I honestly do not know where to start with this game, but it’s safe to say my group and I all learnt something about ourselves and each other because of it…… and may need to go home and have a good think about our choices.
King of Tokyo is essentially a simplified whilst also expanded adaptation of the classic dice throwing game yahtzee. It was designed by Richard Garfield, the creator of ‘Magic – The Gathering’, and produced by Iello Games in 2011. It is an expanded dice throwing game which incorporates a board, player tokens and upgrade cards. The game costs around $40 and it is for audiences aged 8 and over.
No one in my group recognised that it was a yahtzee adaptation in the beginning because none of us had really played it before. We picked up the rules pretty quickly however as the instruction booklet clearly described how to play with examples and diagrams. The playing board is quite simple, it represents Tokyo city where no more than two players can be at any given time. each player is given a character playing piece and a corresponding scorecard which keeps track of your health and victory points.

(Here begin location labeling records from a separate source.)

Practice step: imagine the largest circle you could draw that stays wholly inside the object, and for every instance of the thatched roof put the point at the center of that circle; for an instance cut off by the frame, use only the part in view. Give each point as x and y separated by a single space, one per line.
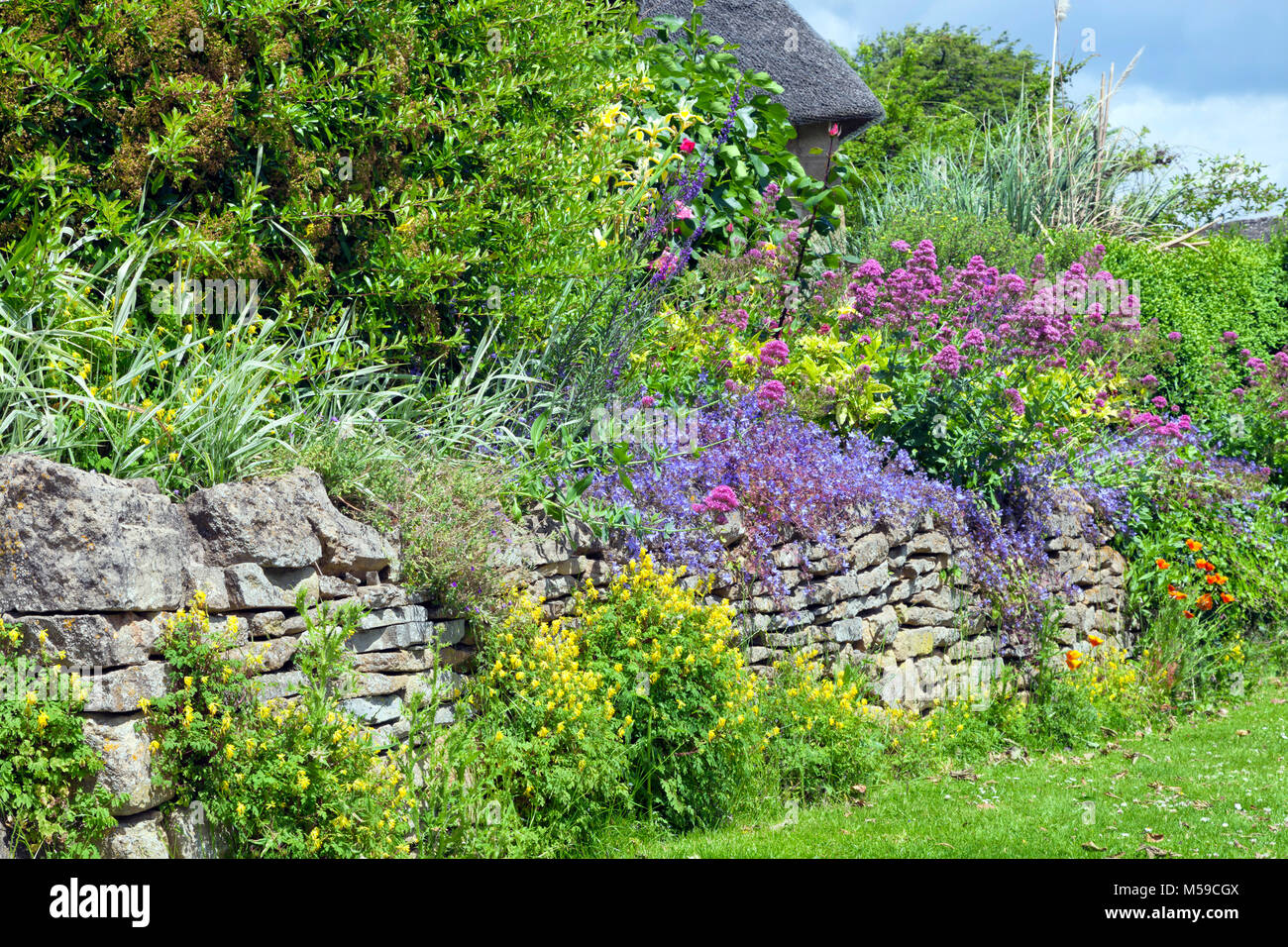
1262 228
818 84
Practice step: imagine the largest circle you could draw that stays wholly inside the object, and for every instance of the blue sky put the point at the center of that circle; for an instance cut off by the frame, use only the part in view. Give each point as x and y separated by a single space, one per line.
1214 76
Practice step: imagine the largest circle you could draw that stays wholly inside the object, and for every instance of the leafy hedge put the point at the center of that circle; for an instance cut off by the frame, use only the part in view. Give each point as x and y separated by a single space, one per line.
1232 285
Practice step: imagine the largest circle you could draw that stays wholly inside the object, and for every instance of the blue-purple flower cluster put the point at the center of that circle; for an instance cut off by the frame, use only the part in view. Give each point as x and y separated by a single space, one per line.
797 483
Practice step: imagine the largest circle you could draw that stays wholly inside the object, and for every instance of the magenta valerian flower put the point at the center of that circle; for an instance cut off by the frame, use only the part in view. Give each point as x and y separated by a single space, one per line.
949 361
721 499
774 354
1016 399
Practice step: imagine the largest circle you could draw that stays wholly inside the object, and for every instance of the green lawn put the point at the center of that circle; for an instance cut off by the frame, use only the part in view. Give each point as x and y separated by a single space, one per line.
1214 787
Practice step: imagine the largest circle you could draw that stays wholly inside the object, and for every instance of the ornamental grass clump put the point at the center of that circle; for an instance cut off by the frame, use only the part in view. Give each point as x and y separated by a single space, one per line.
1194 633
294 777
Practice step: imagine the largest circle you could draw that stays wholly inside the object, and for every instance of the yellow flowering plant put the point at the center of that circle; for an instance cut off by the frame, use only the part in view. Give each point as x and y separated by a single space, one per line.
281 777
640 698
48 802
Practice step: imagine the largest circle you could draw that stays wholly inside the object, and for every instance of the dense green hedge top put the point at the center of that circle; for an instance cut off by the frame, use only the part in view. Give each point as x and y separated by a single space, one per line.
384 151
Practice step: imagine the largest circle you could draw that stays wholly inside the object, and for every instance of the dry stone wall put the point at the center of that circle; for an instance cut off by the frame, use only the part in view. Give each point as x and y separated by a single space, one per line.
99 566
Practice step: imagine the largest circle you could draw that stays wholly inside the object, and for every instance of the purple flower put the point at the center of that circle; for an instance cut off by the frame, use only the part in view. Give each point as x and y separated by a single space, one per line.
771 395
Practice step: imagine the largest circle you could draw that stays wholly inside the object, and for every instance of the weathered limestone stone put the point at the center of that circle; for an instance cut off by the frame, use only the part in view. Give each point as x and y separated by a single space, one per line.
189 834
128 762
77 541
278 684
375 710
262 657
137 836
925 616
928 543
120 692
253 523
254 586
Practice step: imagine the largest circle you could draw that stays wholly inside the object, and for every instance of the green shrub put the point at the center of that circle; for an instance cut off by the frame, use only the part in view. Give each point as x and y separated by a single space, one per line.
823 736
638 702
1232 283
406 155
278 779
958 236
46 762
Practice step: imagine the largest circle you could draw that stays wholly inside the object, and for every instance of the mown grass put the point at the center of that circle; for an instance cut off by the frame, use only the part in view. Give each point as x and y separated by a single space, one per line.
1212 787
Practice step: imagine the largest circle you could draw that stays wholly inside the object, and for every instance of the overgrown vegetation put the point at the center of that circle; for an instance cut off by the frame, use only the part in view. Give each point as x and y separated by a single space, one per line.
50 804
484 258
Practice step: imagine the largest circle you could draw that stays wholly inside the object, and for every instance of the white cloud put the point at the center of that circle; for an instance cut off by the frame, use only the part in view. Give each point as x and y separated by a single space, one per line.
1252 123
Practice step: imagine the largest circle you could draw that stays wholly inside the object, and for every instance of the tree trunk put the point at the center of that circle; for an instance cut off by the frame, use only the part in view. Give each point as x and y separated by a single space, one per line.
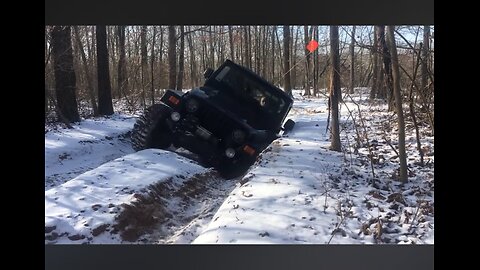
122 65
387 64
230 38
248 59
294 57
172 57
403 177
193 65
307 62
315 64
65 80
105 106
274 30
152 67
90 90
335 90
374 91
352 58
424 66
144 62
286 59
181 59
212 48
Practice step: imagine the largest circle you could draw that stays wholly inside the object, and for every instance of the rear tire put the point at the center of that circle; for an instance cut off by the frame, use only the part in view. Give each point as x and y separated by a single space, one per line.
151 130
230 170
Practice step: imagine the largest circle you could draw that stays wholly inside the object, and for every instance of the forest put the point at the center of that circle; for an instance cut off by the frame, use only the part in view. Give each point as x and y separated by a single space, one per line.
364 92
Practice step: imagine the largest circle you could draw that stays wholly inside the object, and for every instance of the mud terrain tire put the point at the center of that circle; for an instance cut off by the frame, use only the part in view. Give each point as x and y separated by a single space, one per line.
150 130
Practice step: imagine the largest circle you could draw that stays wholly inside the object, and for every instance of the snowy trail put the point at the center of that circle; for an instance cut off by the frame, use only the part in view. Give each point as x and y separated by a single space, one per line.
92 142
300 192
92 207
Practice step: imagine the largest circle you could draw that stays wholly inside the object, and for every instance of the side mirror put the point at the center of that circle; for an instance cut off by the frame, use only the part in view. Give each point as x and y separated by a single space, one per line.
207 73
288 126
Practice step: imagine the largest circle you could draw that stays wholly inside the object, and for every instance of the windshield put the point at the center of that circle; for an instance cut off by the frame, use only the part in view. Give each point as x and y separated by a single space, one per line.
247 87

Like Yahtzee there are 6 dice, however instead of numbers 4, 5 and 6 there are three Icons that incorporate and new element to the game, which enables players to win in more than one way.

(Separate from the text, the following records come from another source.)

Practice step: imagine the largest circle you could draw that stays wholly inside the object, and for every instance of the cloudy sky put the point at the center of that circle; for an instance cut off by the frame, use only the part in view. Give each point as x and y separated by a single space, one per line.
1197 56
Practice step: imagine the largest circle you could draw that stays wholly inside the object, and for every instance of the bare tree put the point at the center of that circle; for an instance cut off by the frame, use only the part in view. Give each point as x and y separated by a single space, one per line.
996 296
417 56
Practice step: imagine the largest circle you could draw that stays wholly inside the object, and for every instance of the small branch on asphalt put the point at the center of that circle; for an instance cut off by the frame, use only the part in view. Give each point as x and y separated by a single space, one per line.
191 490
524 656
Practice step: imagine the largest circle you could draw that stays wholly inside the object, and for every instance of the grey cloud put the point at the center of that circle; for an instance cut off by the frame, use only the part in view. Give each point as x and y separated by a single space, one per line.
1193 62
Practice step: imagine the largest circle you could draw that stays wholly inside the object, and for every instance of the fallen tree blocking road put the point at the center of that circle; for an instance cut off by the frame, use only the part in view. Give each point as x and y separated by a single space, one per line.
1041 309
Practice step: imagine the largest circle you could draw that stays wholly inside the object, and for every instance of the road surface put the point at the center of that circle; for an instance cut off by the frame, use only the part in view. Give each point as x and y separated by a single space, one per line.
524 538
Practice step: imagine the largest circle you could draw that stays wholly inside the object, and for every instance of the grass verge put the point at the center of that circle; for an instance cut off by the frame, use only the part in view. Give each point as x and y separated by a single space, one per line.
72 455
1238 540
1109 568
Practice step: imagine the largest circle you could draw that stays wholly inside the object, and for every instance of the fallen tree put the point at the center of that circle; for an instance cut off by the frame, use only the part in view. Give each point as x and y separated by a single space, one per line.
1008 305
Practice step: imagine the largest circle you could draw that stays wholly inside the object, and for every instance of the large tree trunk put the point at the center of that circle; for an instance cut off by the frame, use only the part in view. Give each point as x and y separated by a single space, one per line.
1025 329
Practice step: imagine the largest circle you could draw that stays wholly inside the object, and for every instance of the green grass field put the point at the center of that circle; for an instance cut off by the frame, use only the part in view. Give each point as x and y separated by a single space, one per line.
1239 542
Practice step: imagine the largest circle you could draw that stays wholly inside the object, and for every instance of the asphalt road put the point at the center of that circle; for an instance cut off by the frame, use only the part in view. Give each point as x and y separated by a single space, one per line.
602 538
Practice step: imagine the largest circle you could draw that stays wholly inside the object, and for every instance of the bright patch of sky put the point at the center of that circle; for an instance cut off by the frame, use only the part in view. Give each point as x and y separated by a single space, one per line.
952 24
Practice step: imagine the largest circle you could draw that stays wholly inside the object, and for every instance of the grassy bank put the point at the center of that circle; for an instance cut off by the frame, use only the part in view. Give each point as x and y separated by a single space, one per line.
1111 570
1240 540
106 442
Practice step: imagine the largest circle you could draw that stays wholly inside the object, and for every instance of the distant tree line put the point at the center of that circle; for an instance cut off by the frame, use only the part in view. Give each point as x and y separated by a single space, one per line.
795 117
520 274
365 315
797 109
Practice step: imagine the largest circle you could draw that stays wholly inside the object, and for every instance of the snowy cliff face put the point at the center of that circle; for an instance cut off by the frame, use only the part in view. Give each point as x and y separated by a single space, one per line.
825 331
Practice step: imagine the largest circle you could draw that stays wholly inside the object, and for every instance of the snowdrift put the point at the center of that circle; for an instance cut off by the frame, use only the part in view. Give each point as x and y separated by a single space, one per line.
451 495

- Heart: the heart symbol represents health, if you roll a heart you receive +1 health.
- Claw: the claw symbol represents attack, if you roll a claw you attack one or all players (more detail below)
- lightning: the lightning symbol represents energy which can be used as currency, if you roll a lightning you gain+1 energy.
The game also involves cards which can give your character upgrades, and can be bought with energy. The better the upgrade the more energy it costs.
To win the game the player must either be the first to collect 20 victory points or kill all the other players before they do. Brutal.
It seems simple enough, but until you play you have no idea. This game is so much more than simply trying to collect points or kill your opponents, it’s about the mind games, the shaky alliances, the ever present struggle of whether or not it is better to be in or out of the city of tokyo. I still think about it, and I still don’t know.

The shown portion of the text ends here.